季節の香り「冬の香り」
一般的に「気温が低いと匂いを感じにくい」と言われていますが、「冬の匂い」を感じる人も少なくありません。今回はそんな冬の匂いの正体や、冬に咲く植物などをご紹介します。
1.季節の匂いの正体
日本には四季があり、特有の匂いを感じると季節の変わり目だということに気がつくことがあります。私たちが季節の匂いを感じとる理由には、下記の理由があげられます。
・気圧や湿度の変化
・気温の変化による体感の違い
・季節による開花する花の違い
・湿度による土壌の変化
・過去の経験や記憶
匂いは記憶に直接働きかける作用があるため、人によっては自然の変化ではない香りを季節の香りと感じることもあります。
このように、繊細な香りの違いを感じ取って「季節の香り」と表現しているのです。
2.冬の匂いってどんなイメージ?
冬の匂いと聞いて、どんなものをイメージしますか?多くの人が「冬の匂い」を感じる瞬間をまとめてみました。
・鼻の奥をツンと刺激するような乾いた冷たい空気の匂い
・布団でゆっくりと温まるほんわかとした匂い
・ストーブや暖炉のじんわりとした温かい匂い
・冬ならではの食べ物の匂い
など
冬そのものに匂いがあるわけではなく、キーポイントは私たちの「記憶」。
例えば、子どもの頃暗くなるまで外で遊んでいた時に、冬の冷たい空気を感じていたとします。

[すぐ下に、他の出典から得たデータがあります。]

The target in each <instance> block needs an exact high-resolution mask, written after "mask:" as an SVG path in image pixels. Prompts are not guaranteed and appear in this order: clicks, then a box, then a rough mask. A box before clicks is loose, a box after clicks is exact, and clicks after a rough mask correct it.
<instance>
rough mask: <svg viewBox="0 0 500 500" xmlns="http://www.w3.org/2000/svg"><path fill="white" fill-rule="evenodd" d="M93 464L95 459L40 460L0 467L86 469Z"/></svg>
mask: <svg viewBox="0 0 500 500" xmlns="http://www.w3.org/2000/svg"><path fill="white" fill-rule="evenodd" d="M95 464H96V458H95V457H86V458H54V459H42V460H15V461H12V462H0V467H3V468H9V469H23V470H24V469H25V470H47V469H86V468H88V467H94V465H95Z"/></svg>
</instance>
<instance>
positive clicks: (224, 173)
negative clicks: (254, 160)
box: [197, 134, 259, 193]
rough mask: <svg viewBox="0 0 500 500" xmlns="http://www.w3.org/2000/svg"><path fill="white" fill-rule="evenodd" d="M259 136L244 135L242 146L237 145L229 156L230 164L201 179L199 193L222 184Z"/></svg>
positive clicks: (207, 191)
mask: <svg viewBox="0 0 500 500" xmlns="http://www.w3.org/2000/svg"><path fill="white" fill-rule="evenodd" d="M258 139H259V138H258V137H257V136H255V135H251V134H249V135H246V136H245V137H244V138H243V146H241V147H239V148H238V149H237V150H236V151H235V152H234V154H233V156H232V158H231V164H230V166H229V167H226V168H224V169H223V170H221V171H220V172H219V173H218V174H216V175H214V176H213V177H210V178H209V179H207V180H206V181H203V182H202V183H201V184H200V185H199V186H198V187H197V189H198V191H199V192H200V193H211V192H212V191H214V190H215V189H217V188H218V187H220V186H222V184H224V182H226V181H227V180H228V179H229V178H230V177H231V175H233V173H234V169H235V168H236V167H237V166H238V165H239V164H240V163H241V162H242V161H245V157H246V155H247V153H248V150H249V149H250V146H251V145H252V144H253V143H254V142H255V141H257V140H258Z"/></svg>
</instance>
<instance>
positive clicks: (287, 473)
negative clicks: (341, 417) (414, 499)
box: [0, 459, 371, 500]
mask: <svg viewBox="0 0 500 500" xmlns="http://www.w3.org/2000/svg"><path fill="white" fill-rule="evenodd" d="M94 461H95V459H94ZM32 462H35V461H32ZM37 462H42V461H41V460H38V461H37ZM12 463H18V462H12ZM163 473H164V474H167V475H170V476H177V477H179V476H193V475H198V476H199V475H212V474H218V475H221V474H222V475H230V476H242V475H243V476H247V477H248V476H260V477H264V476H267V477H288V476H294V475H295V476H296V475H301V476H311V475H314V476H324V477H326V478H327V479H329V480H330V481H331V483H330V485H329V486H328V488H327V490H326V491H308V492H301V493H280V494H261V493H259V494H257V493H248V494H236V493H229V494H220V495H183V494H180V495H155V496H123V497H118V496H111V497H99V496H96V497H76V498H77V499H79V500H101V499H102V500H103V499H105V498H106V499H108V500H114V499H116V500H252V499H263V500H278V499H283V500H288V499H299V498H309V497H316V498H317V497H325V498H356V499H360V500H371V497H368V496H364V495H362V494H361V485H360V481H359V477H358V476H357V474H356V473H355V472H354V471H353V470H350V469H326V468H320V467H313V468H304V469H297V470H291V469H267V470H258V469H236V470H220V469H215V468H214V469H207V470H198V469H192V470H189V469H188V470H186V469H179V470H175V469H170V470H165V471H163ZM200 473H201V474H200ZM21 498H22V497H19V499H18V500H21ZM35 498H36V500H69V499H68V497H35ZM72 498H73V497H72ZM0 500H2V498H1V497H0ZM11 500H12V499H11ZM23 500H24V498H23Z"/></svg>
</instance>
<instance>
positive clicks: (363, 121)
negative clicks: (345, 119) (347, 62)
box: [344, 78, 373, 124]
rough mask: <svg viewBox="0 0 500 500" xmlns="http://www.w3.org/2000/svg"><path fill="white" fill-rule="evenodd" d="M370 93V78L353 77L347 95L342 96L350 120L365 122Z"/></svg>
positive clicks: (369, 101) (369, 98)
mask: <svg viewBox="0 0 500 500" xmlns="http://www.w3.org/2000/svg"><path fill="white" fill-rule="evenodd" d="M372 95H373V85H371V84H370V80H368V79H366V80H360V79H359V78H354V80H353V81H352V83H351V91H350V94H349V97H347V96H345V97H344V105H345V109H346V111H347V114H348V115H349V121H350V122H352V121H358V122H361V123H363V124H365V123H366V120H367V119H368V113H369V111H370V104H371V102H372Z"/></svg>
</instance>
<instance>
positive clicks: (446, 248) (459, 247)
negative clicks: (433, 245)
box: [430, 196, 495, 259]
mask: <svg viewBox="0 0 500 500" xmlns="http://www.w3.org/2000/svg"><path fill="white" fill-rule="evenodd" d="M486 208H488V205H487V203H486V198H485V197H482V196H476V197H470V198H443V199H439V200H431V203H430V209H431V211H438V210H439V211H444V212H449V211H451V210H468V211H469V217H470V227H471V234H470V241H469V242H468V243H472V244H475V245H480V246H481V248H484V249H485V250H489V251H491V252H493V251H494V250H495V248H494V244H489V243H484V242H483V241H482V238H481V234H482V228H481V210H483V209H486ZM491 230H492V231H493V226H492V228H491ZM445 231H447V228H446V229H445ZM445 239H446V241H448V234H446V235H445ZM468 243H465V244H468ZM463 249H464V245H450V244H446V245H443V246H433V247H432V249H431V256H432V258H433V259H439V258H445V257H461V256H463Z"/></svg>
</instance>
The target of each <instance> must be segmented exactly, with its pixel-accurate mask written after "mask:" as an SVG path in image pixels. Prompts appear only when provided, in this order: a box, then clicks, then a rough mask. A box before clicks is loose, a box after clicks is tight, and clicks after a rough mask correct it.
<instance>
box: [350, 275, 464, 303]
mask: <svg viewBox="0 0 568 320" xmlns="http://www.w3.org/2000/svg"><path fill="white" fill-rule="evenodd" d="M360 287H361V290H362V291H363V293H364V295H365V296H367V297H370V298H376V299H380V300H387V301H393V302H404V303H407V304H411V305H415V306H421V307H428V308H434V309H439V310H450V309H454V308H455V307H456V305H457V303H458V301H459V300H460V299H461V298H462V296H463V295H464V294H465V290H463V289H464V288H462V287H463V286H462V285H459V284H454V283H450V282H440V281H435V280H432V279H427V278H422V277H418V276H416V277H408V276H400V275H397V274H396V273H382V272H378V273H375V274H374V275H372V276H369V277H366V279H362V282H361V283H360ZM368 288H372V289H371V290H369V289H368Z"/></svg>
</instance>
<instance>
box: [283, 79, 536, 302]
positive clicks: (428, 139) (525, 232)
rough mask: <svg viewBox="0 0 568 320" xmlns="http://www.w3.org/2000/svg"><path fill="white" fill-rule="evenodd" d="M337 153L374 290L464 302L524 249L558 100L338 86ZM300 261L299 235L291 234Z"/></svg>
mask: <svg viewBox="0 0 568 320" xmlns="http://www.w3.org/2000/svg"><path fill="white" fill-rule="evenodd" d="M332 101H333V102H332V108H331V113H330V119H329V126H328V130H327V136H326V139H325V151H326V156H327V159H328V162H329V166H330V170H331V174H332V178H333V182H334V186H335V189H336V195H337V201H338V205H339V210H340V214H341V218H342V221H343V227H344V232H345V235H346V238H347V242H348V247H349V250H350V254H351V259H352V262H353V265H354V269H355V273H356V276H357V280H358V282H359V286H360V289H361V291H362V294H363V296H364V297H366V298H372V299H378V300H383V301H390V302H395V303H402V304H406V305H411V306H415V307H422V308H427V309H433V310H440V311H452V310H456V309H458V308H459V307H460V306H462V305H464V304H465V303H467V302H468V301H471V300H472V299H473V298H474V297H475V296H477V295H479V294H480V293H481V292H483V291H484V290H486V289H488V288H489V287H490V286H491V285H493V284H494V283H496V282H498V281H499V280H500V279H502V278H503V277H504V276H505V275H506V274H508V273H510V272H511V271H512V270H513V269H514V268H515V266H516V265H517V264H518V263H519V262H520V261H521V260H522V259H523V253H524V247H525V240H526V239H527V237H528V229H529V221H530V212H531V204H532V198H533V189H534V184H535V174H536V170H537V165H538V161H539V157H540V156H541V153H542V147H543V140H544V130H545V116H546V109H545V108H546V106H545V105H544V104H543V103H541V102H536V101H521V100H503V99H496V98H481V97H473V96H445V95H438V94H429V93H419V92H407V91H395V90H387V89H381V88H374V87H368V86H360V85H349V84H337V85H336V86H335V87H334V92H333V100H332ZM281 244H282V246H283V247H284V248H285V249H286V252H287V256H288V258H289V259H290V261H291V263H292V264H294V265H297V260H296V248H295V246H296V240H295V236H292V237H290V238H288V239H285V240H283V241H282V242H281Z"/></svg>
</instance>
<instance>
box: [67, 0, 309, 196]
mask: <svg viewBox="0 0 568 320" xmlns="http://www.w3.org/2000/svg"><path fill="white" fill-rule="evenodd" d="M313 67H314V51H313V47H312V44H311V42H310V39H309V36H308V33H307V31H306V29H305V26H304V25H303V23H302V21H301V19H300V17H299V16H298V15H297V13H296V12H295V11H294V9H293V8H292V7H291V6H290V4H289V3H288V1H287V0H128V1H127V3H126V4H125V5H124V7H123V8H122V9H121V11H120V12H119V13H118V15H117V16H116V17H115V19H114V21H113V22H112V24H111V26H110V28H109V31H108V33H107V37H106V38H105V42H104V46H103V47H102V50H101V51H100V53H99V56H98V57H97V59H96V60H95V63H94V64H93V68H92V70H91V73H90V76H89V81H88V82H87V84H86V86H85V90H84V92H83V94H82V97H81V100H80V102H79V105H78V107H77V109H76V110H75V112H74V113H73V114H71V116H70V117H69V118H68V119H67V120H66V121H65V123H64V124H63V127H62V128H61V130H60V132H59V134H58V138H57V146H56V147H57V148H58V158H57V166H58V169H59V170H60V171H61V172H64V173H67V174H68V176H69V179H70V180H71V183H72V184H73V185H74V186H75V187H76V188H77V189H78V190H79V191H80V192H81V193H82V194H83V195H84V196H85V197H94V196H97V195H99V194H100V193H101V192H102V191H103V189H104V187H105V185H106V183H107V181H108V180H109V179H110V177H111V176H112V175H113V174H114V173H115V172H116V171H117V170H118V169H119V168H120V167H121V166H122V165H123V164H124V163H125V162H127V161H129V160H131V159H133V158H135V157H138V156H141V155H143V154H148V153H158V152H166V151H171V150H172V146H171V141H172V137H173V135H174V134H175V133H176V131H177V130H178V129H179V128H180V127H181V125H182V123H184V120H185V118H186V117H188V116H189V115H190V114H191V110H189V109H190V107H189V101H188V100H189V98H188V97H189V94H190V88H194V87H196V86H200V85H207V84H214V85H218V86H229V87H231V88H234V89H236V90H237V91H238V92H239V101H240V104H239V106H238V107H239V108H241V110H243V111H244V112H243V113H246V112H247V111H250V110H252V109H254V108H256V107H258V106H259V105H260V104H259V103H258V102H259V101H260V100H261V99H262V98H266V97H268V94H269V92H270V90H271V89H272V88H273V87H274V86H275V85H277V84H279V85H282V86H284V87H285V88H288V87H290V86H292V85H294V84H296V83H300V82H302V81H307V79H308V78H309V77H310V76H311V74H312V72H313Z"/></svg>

大人になって、その冷たい空気を改めて感じた時に「冬が来たな」「子どもの頃寒くても外でよく遊んでいたな」と匂いと思い出がリンクして「冷たい空気=冬の匂い」として認識するのです。
3.冬に咲く花や木々からも「冬の匂い」は楽しめる!
スイセン
スイセンは、10〜1月に花を咲かせます。国内で切り花として流通している日本水仙(ニホンスイセン)のほとんどは、正月用や生花用として用いられています。
雪の中でも咲くほど丈夫なスイセンは、少し甘みのある香りを感じることができます。また、スパイスのような香りを楽しめる品種もあり、その香りは様々です。
ロウバイ
ロウバイは、1〜2月に咲く低木。梅とよく間違えられますが、全く別の植物です。カスタードクリームのような柔らかな黄色の花は、ロウでコーティングしたような半透明の質感が特徴です。
冬の寒い時期に咲くロウバイからは、甘く優しい香りが漂ってきます。水仙の甘みを感じる香りとも異なり、ふんわりとした印象を与えてくれます。
ヒイラギ
ヒイラギは漢字で書くと「柊」。まさに冬の植物です。ヒイラギの葉はクリスマスの飾りとしても有名ですが、11〜12月にかけて咲く花は、とっても豊潤な香り。
秋の代表的な花「金木犀」と同じように甘さがありますが、少々淡白な印象です。
香り立ちは金木犀ほど強くはないので、街中で見かけたらぜひ顔を近づけて香りを確認してみてくださいね。
季節の香りは、人それぞれ異なります。みなさんが感じる「冬の香り」はなんでしょうか。季節の移ろいを五感で感じながら冬を楽しみましょう。